The Turkish Red Crescent is one of the largest and best equipped disaster response organisations in Europe. It has made 232 Red Crescent staff and volunteers available, and deployed a total of 50 vehicles for transporting relief items.

Helping survivors

In the immediate aftermath of the earthquake, the Turkish Red Crescent responded by deploying response teams and providing food, sleeping bags, tents and blankets.

Many people have been made homeless by the earthquake, and freezing temperatures and snowfall in the mountainous area where the quake occurred have added to the dangers they face. The Turkish Red Crescent already had a stock of Mevlana houses – prefabricated tents for four or five people, which can withstand winter conditions. These were quickly used to shelter people in Van, Erciş and Özalp.
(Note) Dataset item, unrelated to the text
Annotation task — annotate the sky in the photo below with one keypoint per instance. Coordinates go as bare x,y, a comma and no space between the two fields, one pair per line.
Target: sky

Mevlana houses and tents provided by the International Red Cross and Red Crescent Movement are now providing shelter for over 285,000 people. By 26 December 2011, more than 53,000 tents, 150,000 blankets, 23,000 sleeping bags had also been dispatched to the affected area.

The Turkish Red Crescent is working to provide improved living conditions for 6,600 people living in transitional shelters. It is in the process of delivering 2,000 container houses – complete with a kitchen, shower, toilet, electricity installations and improved sanitation facilities – to the affected area, to house people while their homes are being rebuilt.

It has also been providing psycho-social support in these communities by:

• running painting workshops and organising games for children
• giving talks for young people on the psychological effects of disasters
• training women on how to take care of their children in the aftermath of a disaster.

The British Red Cross appeal helped the Turkish Red Crescent support people who were affected.